The risk of malignant transformation into lymphoma is possible and should always be considered. SS-associated lymphomas are mostly low-grade B cell non-Hodgkin lymphomas. It should be suspected in the presence of swelling of the salivary glands, lymphadenopathies, palpable purpura, cryoglobulinemia, lymphopenia, hypocomplementemia, and a serum and/or urinary monoclonal component [9]. In our case, the cryoglobulinemia and complement test were negative; however, lymphopenia was present, along with mediastinal adenopathy, for which a biopsy was performed showing no sign of lymphoma, but instead revealed an epithelia-cellular granuloma without caseous necrosis.

Sarcoidosis is a multisystemic disease that can affect almost all organs. A diagnosis is made if the clinical features are confirmed by histological examination and the elimination of other causes of granulomatous diseases [1]. Sarcoidosis granulomas are composed of tightly clustered epithelioid histiocytes and occasionally multinucleated giant cells with few lymphocytes and are often surrounded by fibrosis. An outer layer of loosely organized lymphocytes, mostly T cells, is often observed accompanied by a few dendritic cells [1, 2].

Concerning the dermatological manifestations of sarcoidosis, subcutaneous sarcoidosis is the least common among the specific lesions of cutaneous sarcoidosis. Subcutaneous lesions are usually round or oval, firm to the touch, and can occur in a bilateral and asymmetric pattern on the extremities [10], which is similar to our patient’s dermatological lesions.

All the main differential diagnoses of sarcoidosis were eliminated in our patient’s case, starting from the most common one: tuberculosis was eliminated by TB PCR test and histologically as there was no necrosis in the histological examination in all the biopsied organs. Lymphoma and other inflammatory diseases were eliminated such as granulomatosis with eosinophilia and polyangiitis, hypersensitivity pneumonitis, pneumoconiosis, and drug-induced granulomatosis.

Primary Sjogren syndrome–Sarcoidosis Overlap Syndrome is extremely rare, but over the past few years, many studies and cases have reported their coexistence [5, 10, 11]. The coexistence of sarcoidosis with SS can only be confirmed when the patient shows the histopathologic features of both diseases, simultaneously or at different times [4], which is the case in our presentation.

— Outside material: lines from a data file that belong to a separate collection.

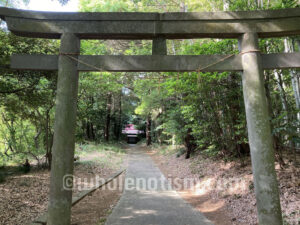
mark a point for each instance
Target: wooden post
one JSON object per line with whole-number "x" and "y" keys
{"x": 59, "y": 209}
{"x": 259, "y": 132}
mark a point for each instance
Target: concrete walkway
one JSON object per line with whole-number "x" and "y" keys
{"x": 152, "y": 204}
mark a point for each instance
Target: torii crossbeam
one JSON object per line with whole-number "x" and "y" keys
{"x": 247, "y": 27}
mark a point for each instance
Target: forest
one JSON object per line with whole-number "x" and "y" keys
{"x": 202, "y": 111}
{"x": 197, "y": 113}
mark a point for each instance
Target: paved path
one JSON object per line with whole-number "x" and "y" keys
{"x": 141, "y": 205}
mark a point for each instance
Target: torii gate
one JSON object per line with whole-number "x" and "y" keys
{"x": 72, "y": 27}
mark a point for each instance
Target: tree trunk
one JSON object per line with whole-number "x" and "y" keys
{"x": 189, "y": 143}
{"x": 259, "y": 132}
{"x": 60, "y": 200}
{"x": 108, "y": 118}
{"x": 148, "y": 130}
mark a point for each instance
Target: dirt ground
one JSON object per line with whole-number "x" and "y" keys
{"x": 24, "y": 197}
{"x": 231, "y": 204}
{"x": 94, "y": 209}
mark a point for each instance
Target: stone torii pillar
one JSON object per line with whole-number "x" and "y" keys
{"x": 259, "y": 133}
{"x": 61, "y": 182}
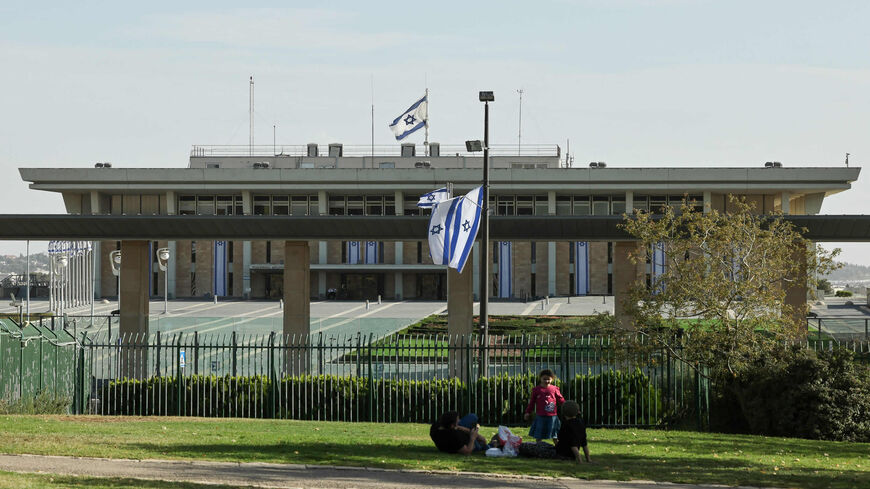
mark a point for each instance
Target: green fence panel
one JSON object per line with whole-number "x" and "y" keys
{"x": 66, "y": 364}
{"x": 31, "y": 360}
{"x": 10, "y": 360}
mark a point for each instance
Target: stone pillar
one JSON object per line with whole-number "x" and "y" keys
{"x": 625, "y": 274}
{"x": 297, "y": 306}
{"x": 460, "y": 314}
{"x": 134, "y": 307}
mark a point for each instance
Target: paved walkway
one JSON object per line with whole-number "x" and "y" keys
{"x": 301, "y": 476}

Some even recommend that sarcoidosis should not be considered as an exclusion criterion for the diagnosis of SS [4, 11].

Conclusion

The presence of both systemic sarcoidosis and primitive Sjogren’s syndrome is possible but not well known. The pathophysiology has not yet been determined, and further studies are needed to facilitate the diagnosis and treatment of these difficult cases.